In dealing with this question, Schiller elaborated the idea of the “play instinct”. Our minds are freest and most capable of making discoveries when they are freed of preconceived notions; that is, when they can play among phenomena. This, ironically, is how the greatest truth is arrived at, or better said, how the truth finds us. Keats referred to this as a “Negative Capability”—something he saw a great deal of in Shakespeare. Thus, the greatest truth requires the greatest degree of freedom. Schiller viewed art as one of the unique realms in which this freedom could be best cultivated, allowing people to pursue the great paradoxes and challenges of life without being assailed by the vanities and arbitrariness of their age.
There, in the realm of the beautiful and sublime, lay the potential for the greatest degrees of insight and freedom of discovery. This quality of imaginative freedom is also precisely what informed some of the greatest scientists, from Kepler to Einstein—both of whom viewed music as the key realm in which to develop their own creative instincts.
Thus, in the same way a Bach may have treated and played around with a simple set of notes, subjecting his themes to various boundary conditions and inversions, and discovering a great new wealth of richness and irony, so the great scientists crafted their bold thought-experiments and hypotheses—soaring beyond the mere “facts” and discovering new physical principles. They challenged humanity’s most basic assumptions about the nature of the world, and in so doing they changed it. They were true artists.

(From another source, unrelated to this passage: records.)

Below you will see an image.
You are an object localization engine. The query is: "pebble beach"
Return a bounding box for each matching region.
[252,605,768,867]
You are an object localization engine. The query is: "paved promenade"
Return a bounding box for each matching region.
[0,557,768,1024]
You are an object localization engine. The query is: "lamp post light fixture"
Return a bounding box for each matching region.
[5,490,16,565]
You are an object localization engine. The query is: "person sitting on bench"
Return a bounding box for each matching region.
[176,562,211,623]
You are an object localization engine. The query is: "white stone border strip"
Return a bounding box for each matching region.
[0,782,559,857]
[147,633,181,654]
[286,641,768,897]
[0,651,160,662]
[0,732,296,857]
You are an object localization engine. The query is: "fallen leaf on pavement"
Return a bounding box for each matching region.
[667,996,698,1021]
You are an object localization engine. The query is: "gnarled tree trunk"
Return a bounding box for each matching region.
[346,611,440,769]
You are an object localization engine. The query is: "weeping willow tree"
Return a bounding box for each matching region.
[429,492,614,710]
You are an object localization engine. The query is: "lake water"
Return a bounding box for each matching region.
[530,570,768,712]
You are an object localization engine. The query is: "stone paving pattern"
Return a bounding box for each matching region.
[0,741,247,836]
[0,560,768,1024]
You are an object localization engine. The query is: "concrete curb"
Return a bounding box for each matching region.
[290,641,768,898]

Thus, while the creative process is often framed as simply a question of “freedom” or “fancy”, the true philosopher or artist should ask: “what kind of freedom?” Is it an arbitrary freedom? Is the kind that allows one to discover the nature of gravity and natural laws of the universe, such that man can learn to fly? And were Da Vinci and Rembrandt not at their freest once they had achieved a true mastery of form and could therefore freely draw from the depths of their imaginations, rendering their subjects in new timeless forms? Didn’t this freedom allow them to pursue the most daunting artistic tasks, to capture the most immutable paradoxes, and offer the greatest amount of depth, as opposed to merely describing the latest depravity or creating some fleeting titillation? Were their minds not rigorous in proportion as they were free? Could there ever be one characteristic without the other?
How important is it to have such art in our culture and society; that is, to have works that offer as much beauty as they do truth, as much wisdom as they do delight? We should ask ourselves: if a population is not in a disposition to receive such impassioned and beautiful conceptions in the realm of the arts, how are they ever to discover them in the real world?
By allowing our imagination to free itself from the strictures of our own age, its prejudices and the many psycho-spiritual binds that characterize our own modern Narrative Matrix, we become free to play among a realm of eternal forms, reflecting not only on what history might or should have been, but what our future history could be.
As the world busies itself obsessing over the latest scenes of perversity, horror, and unbridled grotesqueness, let us play among the many possibilities, and like true classical tragedians, imagine not only what could or should have been, but what may truly be.
Let us be true artists.
 Asked where Einstein drew his insights from when he made his great breakthroughs, he famously responded:
It occurred to me by intuition, and music was the driving force behind that intuition. My discovery was the result of musical perception.